L'ampleur de la révélation manqua de la faire basculer de son tabouret. Deux royaumes, séparés depuis la nuit des temps, soudain représentés par une poignée d'individus dans un même lieu, symbole même de leur séparation, après des siècles de silence et de ressentiment. Qu'avaient-ils pu se dire ? Mais surtout : quelles étaient leurs intentions ?
Sgarlaad avait bien caché son jeu. Discret, taciturne, docile, mais pas si docile que ça.
— Qu'était-il est écrit sur l'objet recherché par l'ambassadeur du Nord ? s'enquit Eleonara.
Le Vendeur s'immobilisa comme pour l'étudier. Sauf qu'avec sa parure frontale, l'elfe n'avait aucun moyen de savoir ce qui l'absorbait. Il aurait pu s'être endormi qu'elle ne l'aurait pas su.
Lorsqu'il répondit, son ton parut plus faible qu'auparavant.
— Tu viens de nous apprendre un détail exceptionnel : que l'objet en question porte une inscription et, par conséquent, que tu l'as vu.
Prise de tournis, Eleonara se maudit en son for intérieur et eut très, très envie de se gratter. Elle venait de commettre une bêtise faramineuse. Elle était là pour s'informer, elle, pas pour informer les Mysticophiles !
Elle avala sa salive et se dépêcha de changer de sujet. Elle reformula la question pour laquelle elle était venue. Peut-être qu'un autre choix de mots lui apporterait plus de succès qu'à sa première tentative. Elle bredouilla :
— Quel est l'emplacement exact des trois Nordiques disparus ?
Elle pouvait presque deviner un rictus sous la parure. Sourire ou grimace ?
— L'information est à la fois indisponible et bloquée.
Les yeux d'Eleonara zigzaguèrent sur le masque froid et brillant, en quête d'une fente par laquelle se faufiler et déchiffrer l'expression du Mysticophile.
Information indisponible et bloquée. Comment pouvait-on ne pas savoir quelque chose, tout en le sachant et en refusant de l'énoncer ? Devait-elle en retirer qu'Agnan, Sgarlaad et Errmund ne se trouvaient pas tous au même endroit ?
— En quoi consiste le métier de Sebasha d'Éméride ? demanda-t-elle en voyant la balance pencher du côté droit.
— Bloqué.
« Je le savais, affirma l'elfe dans sa tête.
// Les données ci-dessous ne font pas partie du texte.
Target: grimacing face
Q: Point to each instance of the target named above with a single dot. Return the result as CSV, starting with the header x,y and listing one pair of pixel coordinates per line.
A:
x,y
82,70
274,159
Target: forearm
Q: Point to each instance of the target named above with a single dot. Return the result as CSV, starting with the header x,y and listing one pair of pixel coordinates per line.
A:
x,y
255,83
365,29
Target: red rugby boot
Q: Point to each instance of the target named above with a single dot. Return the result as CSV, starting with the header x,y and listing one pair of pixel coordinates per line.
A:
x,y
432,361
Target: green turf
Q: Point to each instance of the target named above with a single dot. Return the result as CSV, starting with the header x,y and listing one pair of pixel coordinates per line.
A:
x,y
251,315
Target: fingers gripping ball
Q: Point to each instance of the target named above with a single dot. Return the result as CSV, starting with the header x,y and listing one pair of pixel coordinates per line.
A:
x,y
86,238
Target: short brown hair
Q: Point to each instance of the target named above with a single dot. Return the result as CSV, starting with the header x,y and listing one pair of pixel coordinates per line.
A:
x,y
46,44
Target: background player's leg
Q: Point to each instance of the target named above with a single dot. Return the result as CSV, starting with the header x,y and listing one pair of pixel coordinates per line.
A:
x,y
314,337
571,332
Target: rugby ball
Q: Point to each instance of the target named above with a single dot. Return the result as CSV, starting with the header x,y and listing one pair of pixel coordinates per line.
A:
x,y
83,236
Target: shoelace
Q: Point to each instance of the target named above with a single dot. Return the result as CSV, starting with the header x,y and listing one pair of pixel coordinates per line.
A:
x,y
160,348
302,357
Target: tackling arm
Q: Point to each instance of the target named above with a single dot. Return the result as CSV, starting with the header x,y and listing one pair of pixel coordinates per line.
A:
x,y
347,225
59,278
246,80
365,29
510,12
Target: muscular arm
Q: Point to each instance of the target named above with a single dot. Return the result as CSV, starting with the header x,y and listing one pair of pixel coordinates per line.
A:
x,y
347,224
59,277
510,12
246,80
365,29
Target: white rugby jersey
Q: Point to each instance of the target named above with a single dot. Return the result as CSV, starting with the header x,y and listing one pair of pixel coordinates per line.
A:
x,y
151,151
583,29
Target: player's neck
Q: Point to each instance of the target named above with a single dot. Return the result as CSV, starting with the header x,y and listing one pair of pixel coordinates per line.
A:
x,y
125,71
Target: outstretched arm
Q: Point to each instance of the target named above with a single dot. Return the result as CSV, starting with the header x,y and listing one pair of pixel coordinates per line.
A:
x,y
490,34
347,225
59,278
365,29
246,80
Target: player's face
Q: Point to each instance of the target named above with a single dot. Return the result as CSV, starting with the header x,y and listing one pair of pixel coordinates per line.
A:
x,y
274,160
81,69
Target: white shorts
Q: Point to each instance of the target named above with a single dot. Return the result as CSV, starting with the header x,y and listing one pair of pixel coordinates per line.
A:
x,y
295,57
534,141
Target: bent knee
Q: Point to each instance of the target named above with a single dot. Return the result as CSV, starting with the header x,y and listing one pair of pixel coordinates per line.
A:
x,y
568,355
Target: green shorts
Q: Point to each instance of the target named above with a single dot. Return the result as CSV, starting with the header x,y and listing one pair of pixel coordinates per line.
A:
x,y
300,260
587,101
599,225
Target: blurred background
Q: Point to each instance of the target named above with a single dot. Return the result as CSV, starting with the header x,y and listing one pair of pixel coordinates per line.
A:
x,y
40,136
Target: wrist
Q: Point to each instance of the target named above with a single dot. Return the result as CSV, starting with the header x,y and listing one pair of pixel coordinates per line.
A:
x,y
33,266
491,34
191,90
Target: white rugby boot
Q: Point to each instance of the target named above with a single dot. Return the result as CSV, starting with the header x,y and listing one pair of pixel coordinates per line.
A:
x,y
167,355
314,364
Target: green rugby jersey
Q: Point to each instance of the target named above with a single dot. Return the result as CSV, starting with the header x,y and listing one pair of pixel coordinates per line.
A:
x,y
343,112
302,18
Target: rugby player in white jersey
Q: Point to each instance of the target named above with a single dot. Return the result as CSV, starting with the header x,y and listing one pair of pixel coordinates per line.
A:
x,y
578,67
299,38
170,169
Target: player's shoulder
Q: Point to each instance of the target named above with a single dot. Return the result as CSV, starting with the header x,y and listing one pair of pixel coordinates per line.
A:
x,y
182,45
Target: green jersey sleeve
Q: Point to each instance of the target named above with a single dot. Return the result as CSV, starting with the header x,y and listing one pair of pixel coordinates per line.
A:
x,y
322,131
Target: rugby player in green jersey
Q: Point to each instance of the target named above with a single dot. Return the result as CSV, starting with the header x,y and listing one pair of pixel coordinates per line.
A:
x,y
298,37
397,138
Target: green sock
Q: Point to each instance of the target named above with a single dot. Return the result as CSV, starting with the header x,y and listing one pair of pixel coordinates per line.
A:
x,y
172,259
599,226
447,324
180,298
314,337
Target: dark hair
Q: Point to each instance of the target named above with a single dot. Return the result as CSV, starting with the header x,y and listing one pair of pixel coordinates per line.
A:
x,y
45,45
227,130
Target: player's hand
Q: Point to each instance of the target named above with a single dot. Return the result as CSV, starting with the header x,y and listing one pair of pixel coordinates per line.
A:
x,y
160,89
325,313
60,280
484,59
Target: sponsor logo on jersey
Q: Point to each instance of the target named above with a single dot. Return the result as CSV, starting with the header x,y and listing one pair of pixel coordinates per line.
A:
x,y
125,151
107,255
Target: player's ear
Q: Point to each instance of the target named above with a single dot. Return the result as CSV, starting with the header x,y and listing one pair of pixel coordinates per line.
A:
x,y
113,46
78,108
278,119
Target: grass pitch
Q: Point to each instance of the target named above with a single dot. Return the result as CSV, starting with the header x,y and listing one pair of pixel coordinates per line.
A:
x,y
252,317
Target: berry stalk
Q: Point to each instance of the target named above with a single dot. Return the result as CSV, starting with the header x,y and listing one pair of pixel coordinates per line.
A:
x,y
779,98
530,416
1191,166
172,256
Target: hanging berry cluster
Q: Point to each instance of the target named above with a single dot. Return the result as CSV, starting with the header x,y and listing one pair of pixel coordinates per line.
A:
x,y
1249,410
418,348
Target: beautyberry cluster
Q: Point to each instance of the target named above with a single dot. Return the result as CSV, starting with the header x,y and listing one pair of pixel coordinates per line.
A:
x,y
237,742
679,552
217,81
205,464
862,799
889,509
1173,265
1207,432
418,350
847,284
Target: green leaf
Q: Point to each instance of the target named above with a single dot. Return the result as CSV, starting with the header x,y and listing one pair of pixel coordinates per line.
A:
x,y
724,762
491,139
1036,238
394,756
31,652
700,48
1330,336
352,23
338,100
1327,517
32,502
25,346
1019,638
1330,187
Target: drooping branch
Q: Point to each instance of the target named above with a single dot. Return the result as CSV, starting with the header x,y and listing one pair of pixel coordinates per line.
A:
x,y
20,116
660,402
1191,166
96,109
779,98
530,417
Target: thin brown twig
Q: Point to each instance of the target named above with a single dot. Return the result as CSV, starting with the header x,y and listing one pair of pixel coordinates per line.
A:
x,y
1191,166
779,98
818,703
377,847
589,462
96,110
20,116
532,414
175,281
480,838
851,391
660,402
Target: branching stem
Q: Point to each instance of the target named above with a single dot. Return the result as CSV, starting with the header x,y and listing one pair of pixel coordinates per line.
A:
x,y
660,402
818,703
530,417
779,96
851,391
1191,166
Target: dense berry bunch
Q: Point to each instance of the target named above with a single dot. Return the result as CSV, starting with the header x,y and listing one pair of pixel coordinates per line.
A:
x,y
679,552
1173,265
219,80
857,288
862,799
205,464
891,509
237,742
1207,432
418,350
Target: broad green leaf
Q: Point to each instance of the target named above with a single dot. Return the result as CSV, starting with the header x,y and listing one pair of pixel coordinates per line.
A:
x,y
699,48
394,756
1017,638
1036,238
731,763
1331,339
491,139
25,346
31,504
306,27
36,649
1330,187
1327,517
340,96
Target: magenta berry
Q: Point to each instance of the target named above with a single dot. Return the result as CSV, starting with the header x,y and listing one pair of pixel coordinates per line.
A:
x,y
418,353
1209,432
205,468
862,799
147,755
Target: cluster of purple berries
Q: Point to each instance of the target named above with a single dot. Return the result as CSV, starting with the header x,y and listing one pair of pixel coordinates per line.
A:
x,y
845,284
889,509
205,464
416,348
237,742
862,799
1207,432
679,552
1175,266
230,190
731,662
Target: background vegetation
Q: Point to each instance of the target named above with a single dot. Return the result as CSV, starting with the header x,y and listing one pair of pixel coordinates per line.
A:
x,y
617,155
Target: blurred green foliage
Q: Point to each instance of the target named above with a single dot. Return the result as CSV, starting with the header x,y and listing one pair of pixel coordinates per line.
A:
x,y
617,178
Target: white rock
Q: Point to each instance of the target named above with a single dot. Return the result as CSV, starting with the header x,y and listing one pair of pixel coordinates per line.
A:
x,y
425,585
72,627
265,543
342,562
Les Vendeurs de Secrets ne se dénoncent pas entre eux. »
Comme son crédit ne faisait qu'augmenter, elle continua :
— Comment soigne-t-on une mauvaise conscience ?
Bien que l'opinion de Razelhanout sur ce thème l'eût éclairée, elle jugeait utile de s'exposer à plusieurs points de vue. Elle avait beau être la maîtresse de sa propre malédiction, ses plaques rouges ne désenflaient pas et ses cauchemars ne se dissipaient pas non plus.
Le Mysticophile entrelaça ses doigts.
— Je possède la réponse et peut te la céder sans prix, car il ne s'agit pas de notre marchandise, mais de ma marchandise à moi. Ta question m'informe que tu as fait quelque chose de très mal qui te hante. Tu as un talent pour nous endetter.
Pour la première fois, un Vendeur de Secrets avait utilisé la première personne du singulier pour s'exprimer. Eleonara prit alors conscience non pas de cette maille de la toile mysticophile, mais de l'individu, l'Arènien caché derrière ce masque avec ses opinions, ses impression, ses expériences et ses espoirs propres. L'espace d'une seconde, elle fut tentée de lui retirer son déguisement, or elle se ravisa car en le démasquant, elle mériterait la pareille pour ses oreilles.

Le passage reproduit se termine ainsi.